The exercise of application rationalization is certainly complex. Reconciling the needs of many constituencies within an organization and reconciling those needs against a large and byzantine IT portfolio is a daunting task. In an effort to eliminate waste, streamline the IT estate and create a more “lean” environment to support, this kind of software engineering project must evaluate the needs of the business and assess a harvesting of the best components of the current application population. Common service layers can be created and new application support can be created in technologies like BPM. This is one facet of a business transformation process.
What about the financial justification for this kind of project? Is the cost an expense or an investment? The project will without a doubt require significant upfront investment in order to reap the back end rewards. Most IT organizations understand that this upfront investment will payback significantly in reduced downstream maintenance costs and improved business agility. How can the IT function acquire the support it needs to pursue this kind of project in a time when budgets are tight and expected benefit horizons are contracting? Is there a financial argument that can be constructed to justify the upfront expense?
By examining the structure of the rationalization project the financial impact may not be as debilitating as it may seem. Different aspects of the project budget can be recognized in different ways. The first, and most common arrangement, results in a ratable expense over the period of performance of services. The benefits of such a model include a predictable and consistent expense that allows for basic budgeting and planning. The second, and not so conventional arrangement, results in certain costs being capitalized and expensed over a much longer period, which significantly reduces the initial expense in year one. The benefits of this model include an expense reduction in year one as well as a predictable and consistent expense in subsequent years. The second arrangement is not as common, but can be applied in practice based on capitalizing costs associated with the rationalization efforts and depreciating those costs over the useful life of the related assets (IT software and/or hardware).
The amount of the project that can be capitalized will depend on the amount of project expense that is devoted to upfront analysis and assessment versus the execution and deployment of the new environment. Analyzing hardware and software costs, network build out (if required), physical construction, and the costs associated with various stages of the SDLC will help determine how much of the true cost would be depreciated over the life of the application.
In his post IT Budget Constraints Drive Application Modernization, Mike Vizard believes the time might be right. He cites a Forrester Consulting and HP study which found, “…more IT organizations appear willing to take on the risks associated with an application migration in order to accommodate substantially lower IT budgets that appear to be with us for at least the next several years.”
Has your finance organization partnered with IT to understand all of the financial options available to support a project of this kind?

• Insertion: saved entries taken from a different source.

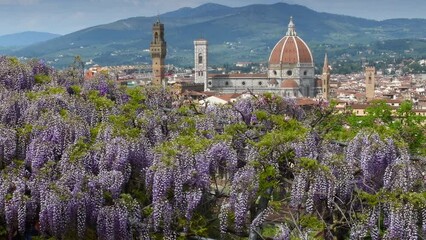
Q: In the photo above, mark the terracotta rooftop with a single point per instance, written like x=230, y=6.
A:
x=289, y=83
x=290, y=50
x=238, y=75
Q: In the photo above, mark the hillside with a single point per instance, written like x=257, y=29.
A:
x=234, y=34
x=25, y=39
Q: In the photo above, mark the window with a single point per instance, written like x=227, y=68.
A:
x=200, y=58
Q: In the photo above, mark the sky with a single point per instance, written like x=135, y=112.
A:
x=66, y=16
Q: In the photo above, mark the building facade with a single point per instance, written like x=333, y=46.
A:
x=290, y=71
x=370, y=81
x=158, y=51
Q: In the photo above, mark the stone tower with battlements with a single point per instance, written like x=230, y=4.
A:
x=158, y=53
x=370, y=81
x=326, y=79
x=200, y=62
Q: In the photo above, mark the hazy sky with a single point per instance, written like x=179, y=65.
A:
x=66, y=16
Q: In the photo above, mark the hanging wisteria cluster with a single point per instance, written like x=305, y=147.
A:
x=90, y=159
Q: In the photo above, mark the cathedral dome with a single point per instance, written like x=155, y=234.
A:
x=291, y=49
x=289, y=84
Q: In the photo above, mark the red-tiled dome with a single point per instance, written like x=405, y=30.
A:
x=289, y=83
x=291, y=49
x=318, y=82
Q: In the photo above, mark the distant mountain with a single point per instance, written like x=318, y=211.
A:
x=25, y=38
x=234, y=34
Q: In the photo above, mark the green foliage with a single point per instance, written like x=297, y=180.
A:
x=123, y=126
x=314, y=224
x=286, y=132
x=80, y=149
x=312, y=165
x=267, y=180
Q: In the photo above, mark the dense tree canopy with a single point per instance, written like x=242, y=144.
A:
x=95, y=160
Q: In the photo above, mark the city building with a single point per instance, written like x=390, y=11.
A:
x=158, y=51
x=370, y=81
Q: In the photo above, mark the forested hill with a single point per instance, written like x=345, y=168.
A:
x=244, y=33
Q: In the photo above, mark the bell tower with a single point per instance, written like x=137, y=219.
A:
x=200, y=61
x=326, y=79
x=370, y=81
x=158, y=53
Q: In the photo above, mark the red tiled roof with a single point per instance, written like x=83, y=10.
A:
x=290, y=50
x=238, y=75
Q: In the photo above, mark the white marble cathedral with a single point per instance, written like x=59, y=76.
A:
x=290, y=71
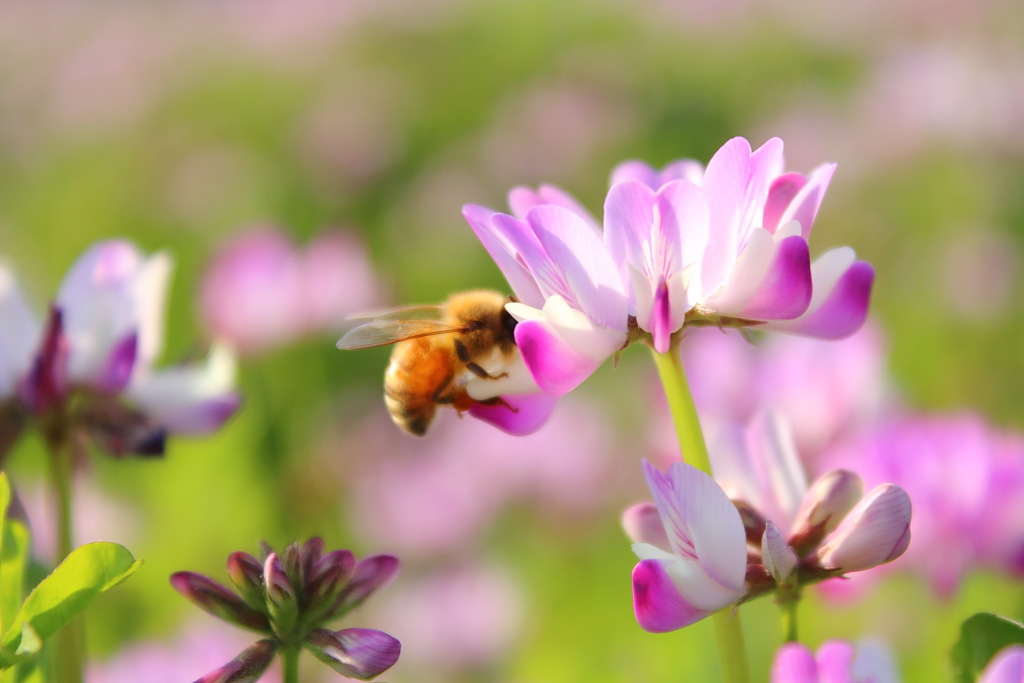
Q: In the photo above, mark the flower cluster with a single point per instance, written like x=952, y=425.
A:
x=289, y=598
x=726, y=245
x=87, y=371
x=705, y=545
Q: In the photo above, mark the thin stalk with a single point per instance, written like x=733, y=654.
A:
x=69, y=642
x=290, y=664
x=728, y=629
x=684, y=412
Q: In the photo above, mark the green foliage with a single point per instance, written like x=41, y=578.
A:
x=981, y=637
x=73, y=586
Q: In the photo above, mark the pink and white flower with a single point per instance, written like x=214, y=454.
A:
x=728, y=244
x=836, y=660
x=100, y=342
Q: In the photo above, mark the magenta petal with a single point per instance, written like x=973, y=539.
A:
x=846, y=308
x=359, y=653
x=656, y=602
x=660, y=322
x=786, y=289
x=117, y=371
x=518, y=415
x=555, y=367
x=783, y=189
x=794, y=664
x=371, y=573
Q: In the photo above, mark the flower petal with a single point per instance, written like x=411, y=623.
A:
x=643, y=524
x=592, y=276
x=564, y=347
x=189, y=399
x=778, y=558
x=517, y=415
x=503, y=251
x=701, y=522
x=842, y=293
x=877, y=530
x=359, y=653
x=521, y=200
x=657, y=603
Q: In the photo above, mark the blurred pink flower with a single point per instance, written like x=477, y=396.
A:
x=836, y=660
x=453, y=622
x=260, y=291
x=92, y=361
x=967, y=483
x=198, y=648
x=823, y=389
x=437, y=496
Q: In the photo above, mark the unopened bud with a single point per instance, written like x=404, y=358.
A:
x=249, y=666
x=217, y=600
x=824, y=506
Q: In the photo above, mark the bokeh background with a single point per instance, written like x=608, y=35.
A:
x=349, y=134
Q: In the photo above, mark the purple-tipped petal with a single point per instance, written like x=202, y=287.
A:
x=358, y=653
x=794, y=664
x=1006, y=667
x=246, y=668
x=783, y=189
x=371, y=573
x=518, y=415
x=643, y=524
x=555, y=367
x=656, y=602
x=842, y=294
x=877, y=530
x=785, y=290
x=214, y=598
x=117, y=372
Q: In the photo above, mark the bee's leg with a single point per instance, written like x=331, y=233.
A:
x=463, y=354
x=498, y=400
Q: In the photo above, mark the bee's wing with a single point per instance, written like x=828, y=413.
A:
x=382, y=332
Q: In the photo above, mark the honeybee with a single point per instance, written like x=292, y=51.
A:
x=436, y=349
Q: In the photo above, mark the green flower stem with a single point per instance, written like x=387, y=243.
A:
x=684, y=413
x=69, y=642
x=728, y=629
x=290, y=664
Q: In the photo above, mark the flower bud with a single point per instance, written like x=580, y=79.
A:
x=249, y=666
x=247, y=574
x=371, y=573
x=824, y=506
x=281, y=599
x=218, y=600
x=876, y=531
x=359, y=653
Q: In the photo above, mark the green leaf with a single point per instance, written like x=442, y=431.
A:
x=981, y=637
x=84, y=574
x=13, y=562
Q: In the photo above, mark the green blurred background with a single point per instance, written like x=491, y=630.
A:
x=177, y=125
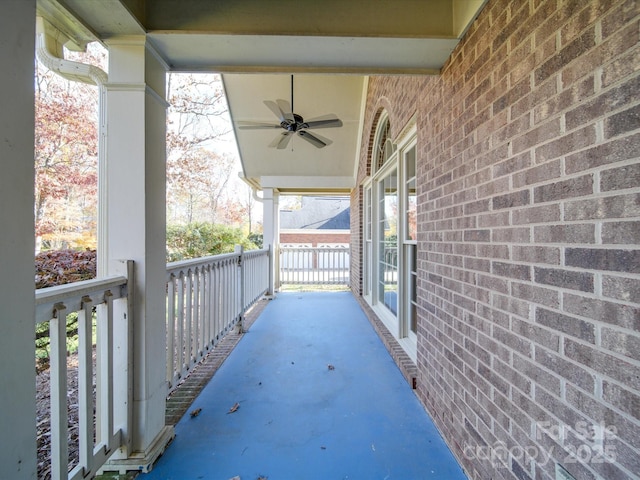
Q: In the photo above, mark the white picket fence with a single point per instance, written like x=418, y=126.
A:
x=314, y=265
x=98, y=435
x=206, y=298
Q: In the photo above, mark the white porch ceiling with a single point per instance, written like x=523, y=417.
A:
x=301, y=166
x=330, y=46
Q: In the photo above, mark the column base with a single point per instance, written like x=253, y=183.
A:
x=141, y=461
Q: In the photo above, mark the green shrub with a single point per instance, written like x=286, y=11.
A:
x=201, y=239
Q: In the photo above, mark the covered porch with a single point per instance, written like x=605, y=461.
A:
x=304, y=377
x=491, y=151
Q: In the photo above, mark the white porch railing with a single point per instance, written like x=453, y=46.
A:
x=206, y=297
x=314, y=265
x=98, y=435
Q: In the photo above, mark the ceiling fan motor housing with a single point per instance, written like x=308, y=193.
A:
x=294, y=125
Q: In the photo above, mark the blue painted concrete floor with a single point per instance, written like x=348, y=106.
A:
x=318, y=397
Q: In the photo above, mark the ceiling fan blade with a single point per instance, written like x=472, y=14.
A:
x=329, y=123
x=257, y=126
x=275, y=109
x=315, y=140
x=285, y=108
x=281, y=141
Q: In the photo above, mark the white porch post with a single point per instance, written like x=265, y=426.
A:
x=136, y=230
x=17, y=244
x=271, y=232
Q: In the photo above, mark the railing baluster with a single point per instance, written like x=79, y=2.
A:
x=196, y=316
x=179, y=367
x=205, y=299
x=85, y=385
x=96, y=436
x=58, y=382
x=171, y=327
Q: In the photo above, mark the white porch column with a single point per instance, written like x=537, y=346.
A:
x=271, y=232
x=17, y=244
x=136, y=230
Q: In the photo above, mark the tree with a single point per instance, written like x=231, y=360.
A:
x=66, y=140
x=196, y=174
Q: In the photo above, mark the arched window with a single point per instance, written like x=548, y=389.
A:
x=384, y=148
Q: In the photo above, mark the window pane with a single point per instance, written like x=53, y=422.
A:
x=411, y=198
x=388, y=242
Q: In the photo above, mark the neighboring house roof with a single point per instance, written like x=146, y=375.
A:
x=318, y=213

Have you been successful budgeting for a project in this manner? Perhaps this solution can help organizations with the “courage” mentioned in a previous post titled “The Next Frontier in IT TCO Reduction”.
Next step, let’s look at a project budget in detail to highlight the exact benefits of our second approach. If you have examples, comments, questions or suggestions, please comment here and we will look to incorporate your feedback.





[...] BPM Financial Justification – Doug Mow Most IT organizations understand that this upfront investment will payback [...]
Adam – I agree, most IT organizations understand this. It’s convincing finance and getting approval for the project that is the challenge, isn’t it?
Financing rationalization projects for the enterprise is a key issue. Enterprise Architects will almost universally recognize the need to rationalize, but when ever they try and get a project started, the funding becomes a blocking issue.
Learning how to remove the funding barrier is critical. Only once Enterprise Architects can rationalize the enterprise architecture will they be able to accelerate the business results made possible by recent technology innovations such as SOA, BPM, MDM, and Web 2.0.